Location: On the Salt River in Roosevelt, Arizona, about 75 miles northeast of Phoenix.

About: At 357 ft, it’s half as high as the tallest dams on our list, but it’s still an imposing structure. Construction started in 1905 and took six years. An extensive renovation and expansion project took place from 1989-96. 

The purpose of theRoosevelt Dam was to control the unpredictable flow of the Salt River. Built mainly for water storage and irrigation, it made the development of Central Arizona possible, and its makers named it after President Theodore Roosevelt. Many historians note this as a feather in the president’s cap because it was an early success of an agency he created called the Bureau of Land Reclamation. It also created Theodore Roosevelt Lake, which was the largest man-made lake globally at the time.

What Makes It Famous: Made from large, irregular-sized blocks, it was once the tallest masonry dam in the world. However, engineers later covered it in concrete for extra stability.

Trip Rating: 9.4

9. Fort Peck Dam

Location: On the Missouri River near Glasgow, in northeastern Montana.

About: Made of earthworks rather than concrete or steel, this monstrous U.S. Corps of Engineers structure is one of six major dams on the Missouri River. Another New Deal project, its construction rant from 1933 to 1940.

Named for a former trading post near the site, the dam covers 500 acres and has Art Deco design elements. Its primary purpose was to supply hydroelectric power. However, like many public works projects from that period, creating jobs was another goal.

What Makes It Famous: Engineers know it as the largest hydraulically filled earthen dam in the world. The Fort Peck Dam also has notoriety as the subject of a famous photograph from 1936. Life magazine photographer Margaret Bourke-White captured the image during construction.

Trip Rating: 8.6

What Is the Most Famous Dam in the United States? 
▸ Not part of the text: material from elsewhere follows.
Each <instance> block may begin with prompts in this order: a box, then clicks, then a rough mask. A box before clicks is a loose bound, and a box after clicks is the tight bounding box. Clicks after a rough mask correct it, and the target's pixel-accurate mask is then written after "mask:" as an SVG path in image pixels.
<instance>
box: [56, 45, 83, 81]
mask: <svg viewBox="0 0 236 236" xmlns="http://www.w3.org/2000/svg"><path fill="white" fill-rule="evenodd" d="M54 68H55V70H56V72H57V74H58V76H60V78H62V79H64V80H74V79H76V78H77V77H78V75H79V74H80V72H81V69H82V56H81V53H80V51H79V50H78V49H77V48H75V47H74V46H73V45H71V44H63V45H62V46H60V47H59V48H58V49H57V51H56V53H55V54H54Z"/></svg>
Of all of these high-profile dams, we’d have to give the nod to Hoover as being the most famous in the U.S. Even if you don’t know it by name, you might recognize it instantly when you see a photograph.

With decades of exposure in countless films and TV shows, it’s become an iconic symbol of America’s strength and ingenuity. Hoover Dam is also a major tourist attraction, with more than a million people a year stopping in to tour it.

Are Visiting Famous Dams in America Worth It?

Unless you’re a hydrological engineer, we can’t say definitively that visiting all of these well-known dams is a must. If you do have an obsession with dams, chances are you’ve seen all, or most, of them already. 

But we can say that they’re pretty cool to observe, and the areas around them are worth visiting. These regions are known for their incredible beauty and many opportunities for outdoor recreation. And hopefully, our article will give you more than just a passing interest in these engineering marvels.

Have you seen any of the dams on our list? What did you think?

  1. I guess by America you mean just the USA, not North America. I would put the dams along the Manicouagan in Quebec, Manic 5, the Daniel-Johnson dam Barrage is 214 m (702 ft) tall, 1,314 m (4,311 ft) long and contains 2,200,000 m3 (2,900,000 cu yd) of concrete, making it the largest dam of its type in the world.

  2. Please note that Oroville Dam is not in the San Joaquin Valley, but located in the northern part of the Sacramento Valley.